When building a model for a time series, I have received different recommendations -
One is to choose the model with the smallest AIC_C value, e.g. do an initial ACF/PACF analysis of the raw data to get an idea of what kind of model to go for, and then choose between candidate models by going for the one that minimises the AIC_C value. This approach is described here.
Another is to choose the model with the nicest ACF and PACF (i.e. no significant spikes, not with any obvious structure and following a normal distribution). In this approach, remove one kind of variance at a time, look at the ACF/PACF again, remove another kind of variance based on that and keep going until the ACF/PACF can't be improved any further. Use likelihood ratio tests to decide between models if the eyes can't detect the difference.

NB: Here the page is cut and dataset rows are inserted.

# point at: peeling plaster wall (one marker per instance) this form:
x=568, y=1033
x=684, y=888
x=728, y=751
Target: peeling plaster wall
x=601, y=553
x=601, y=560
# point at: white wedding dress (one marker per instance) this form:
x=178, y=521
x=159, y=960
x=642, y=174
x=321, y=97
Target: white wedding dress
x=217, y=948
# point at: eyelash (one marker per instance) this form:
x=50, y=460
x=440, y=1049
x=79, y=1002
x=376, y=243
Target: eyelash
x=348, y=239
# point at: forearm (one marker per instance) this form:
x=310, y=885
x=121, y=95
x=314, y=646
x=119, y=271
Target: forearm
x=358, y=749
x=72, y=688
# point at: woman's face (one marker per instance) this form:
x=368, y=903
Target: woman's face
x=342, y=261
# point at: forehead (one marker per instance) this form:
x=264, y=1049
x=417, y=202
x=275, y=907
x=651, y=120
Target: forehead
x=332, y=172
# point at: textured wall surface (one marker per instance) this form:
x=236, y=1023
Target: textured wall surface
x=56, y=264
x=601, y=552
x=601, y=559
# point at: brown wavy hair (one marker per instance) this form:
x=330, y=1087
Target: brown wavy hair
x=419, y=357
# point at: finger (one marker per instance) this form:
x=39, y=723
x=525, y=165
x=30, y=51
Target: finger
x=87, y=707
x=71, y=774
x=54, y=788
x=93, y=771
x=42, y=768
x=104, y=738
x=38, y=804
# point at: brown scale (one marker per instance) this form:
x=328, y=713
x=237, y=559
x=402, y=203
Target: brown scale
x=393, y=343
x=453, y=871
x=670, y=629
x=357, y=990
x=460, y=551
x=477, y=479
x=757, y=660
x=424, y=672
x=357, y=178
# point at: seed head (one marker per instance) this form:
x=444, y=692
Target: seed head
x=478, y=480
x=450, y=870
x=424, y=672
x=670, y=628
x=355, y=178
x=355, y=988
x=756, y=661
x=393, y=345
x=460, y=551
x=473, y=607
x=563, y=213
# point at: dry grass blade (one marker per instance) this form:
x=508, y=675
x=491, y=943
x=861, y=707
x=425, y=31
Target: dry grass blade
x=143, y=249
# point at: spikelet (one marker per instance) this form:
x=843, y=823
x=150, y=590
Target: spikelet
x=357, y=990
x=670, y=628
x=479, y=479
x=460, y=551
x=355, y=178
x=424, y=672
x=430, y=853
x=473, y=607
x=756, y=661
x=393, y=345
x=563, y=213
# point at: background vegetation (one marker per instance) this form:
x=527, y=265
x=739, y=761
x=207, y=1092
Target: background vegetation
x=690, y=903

I have seen many examples where the one of these approaches chooses one model and the other chooses another model.
Is it possible to generally say which is better?
(I'm using R for analysis if that's of any interest)
EDIT: In my present analysis, the AICc approach chooses an ARIMA(1,0,0)(0,1,0)[12] model, whereas the ACF/PACF approach chooses an ARIMA(0,1,0)(1,0,0)[12] model. The AICc model has an AICc of 307.21 and a standard error of 0.142, whereas the ACF/PACF model has an AICc of 463.99 and a standard error of 0.0704.